Quando o bloqueio começou, a comunidade judaica britânica, e em particular a comunidade judaica reformista na qual estou estreitamente envolvido, moveu-se rapidamente para colocar serviços de sinagoga online. Enquanto continuamos a reunir-nos para rezar, Zoom apenas nos permite partilhar a nossa visão e o som de nós. Podemos respirar ao mesmo tempo, mas não respiramos o mesmo ar. Cada membro da congregação habita a sua própria paisagem olfativa doméstica.
Embora eu celebre os esforços hercúleos dos líderes religiosos, na minha própria comunidade e em outras, para mover vidas religiosas on-line, eu me pergunto se nós temos feito espaço para lamentar o que não pode ser feito virtualmente. É claro que há muita tristeza coletiva para as carpideiras que não podem ser consoladas e para os funerais virtuais solitários. Mas talvez não apreciemos o suficiente o quanto a incapacidade de respirar e cheirar juntos é uma perda absoluta em mais atividades cotidianas.

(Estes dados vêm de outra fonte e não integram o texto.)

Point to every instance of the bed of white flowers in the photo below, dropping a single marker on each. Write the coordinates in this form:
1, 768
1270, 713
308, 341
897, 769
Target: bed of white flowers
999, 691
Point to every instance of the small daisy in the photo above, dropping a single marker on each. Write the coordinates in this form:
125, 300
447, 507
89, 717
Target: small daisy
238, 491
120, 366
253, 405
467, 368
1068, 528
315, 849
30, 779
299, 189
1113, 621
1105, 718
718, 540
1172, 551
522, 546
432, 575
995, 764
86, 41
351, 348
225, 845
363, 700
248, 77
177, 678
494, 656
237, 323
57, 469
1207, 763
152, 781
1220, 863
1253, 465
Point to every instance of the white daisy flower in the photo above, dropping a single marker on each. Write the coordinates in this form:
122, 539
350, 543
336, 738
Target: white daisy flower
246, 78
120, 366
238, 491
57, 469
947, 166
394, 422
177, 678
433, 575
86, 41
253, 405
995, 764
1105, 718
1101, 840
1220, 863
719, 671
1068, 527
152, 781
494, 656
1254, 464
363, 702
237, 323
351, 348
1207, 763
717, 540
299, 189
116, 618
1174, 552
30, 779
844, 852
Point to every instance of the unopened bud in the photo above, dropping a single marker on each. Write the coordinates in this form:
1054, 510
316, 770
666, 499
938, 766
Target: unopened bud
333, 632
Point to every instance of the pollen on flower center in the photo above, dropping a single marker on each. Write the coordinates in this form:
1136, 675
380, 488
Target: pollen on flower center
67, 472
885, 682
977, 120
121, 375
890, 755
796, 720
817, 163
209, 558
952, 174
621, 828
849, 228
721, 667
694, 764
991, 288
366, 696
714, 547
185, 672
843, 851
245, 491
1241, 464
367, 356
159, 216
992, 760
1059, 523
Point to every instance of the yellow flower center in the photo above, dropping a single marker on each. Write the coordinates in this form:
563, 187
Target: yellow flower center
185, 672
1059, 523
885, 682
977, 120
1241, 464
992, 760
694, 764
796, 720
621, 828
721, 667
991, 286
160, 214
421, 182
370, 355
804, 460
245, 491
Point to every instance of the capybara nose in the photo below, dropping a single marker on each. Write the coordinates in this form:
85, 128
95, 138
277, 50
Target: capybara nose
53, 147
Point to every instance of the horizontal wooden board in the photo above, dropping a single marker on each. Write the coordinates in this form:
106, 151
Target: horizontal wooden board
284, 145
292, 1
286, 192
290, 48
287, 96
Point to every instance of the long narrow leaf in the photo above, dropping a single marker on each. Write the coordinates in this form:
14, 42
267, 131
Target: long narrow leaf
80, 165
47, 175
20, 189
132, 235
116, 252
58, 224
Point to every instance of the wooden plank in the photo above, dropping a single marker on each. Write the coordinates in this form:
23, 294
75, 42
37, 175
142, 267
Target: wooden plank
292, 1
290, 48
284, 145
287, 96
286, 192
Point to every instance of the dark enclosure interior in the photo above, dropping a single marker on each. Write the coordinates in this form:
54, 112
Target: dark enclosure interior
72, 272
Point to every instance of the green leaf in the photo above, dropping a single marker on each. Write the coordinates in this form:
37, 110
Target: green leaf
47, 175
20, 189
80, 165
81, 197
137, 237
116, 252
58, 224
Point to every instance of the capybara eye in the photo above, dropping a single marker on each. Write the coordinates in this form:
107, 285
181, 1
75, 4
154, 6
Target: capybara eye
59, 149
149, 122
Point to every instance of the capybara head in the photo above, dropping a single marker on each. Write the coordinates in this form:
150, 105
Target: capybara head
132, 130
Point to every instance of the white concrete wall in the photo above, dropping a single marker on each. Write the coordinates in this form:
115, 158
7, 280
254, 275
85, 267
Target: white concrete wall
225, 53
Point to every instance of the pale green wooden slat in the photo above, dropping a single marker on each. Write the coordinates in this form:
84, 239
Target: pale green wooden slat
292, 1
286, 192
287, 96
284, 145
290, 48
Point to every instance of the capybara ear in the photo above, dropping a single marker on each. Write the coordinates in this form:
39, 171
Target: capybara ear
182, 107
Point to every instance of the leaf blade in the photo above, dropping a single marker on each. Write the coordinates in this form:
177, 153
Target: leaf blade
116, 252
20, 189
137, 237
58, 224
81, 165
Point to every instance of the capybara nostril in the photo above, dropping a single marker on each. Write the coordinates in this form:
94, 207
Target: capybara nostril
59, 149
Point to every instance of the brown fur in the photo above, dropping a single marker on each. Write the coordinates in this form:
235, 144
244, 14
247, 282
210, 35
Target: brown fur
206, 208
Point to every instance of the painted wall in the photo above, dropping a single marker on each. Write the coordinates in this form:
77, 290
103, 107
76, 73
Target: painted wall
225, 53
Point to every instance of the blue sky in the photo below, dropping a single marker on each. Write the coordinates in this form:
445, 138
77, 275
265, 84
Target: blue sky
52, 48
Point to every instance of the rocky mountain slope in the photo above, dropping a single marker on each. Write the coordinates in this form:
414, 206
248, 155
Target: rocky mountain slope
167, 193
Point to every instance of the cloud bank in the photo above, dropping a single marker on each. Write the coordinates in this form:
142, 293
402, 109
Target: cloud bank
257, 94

Nos últimos anos eu tenho sido membro de uma grande sinagoga da Reforma em Golders Green. Ela está alojada num edifício construído propositadamente em vez de uma igreja convertida. O que me deixa triste é que não me lembro do cheiro. Seus odores não são desagradáveis nem doces o suficiente para que eu os tenha notado conscientemente.
A Rainha na sua emissão em Abril assegurou-nos o ‘nós voltaremos a encontrar-nos’. Voltar a encontrar-nos será voltar a cheirar juntos. Respiraremos cheiros colectivos tanto vis como sagrados. Talvez reparemos novamente na nossa paisagem olfativa, antes que ela recue novamente para o fundo.
Or para dizer de outra forma, como diria Nelson Muntz em “Os Simpsons”: “Cheiro-te mais tarde!”.
O Dr. Keith Kahn-Harris é professor sénior no Colégio Leo Baeck, o seminário rabínico progressivo do Reino Unido.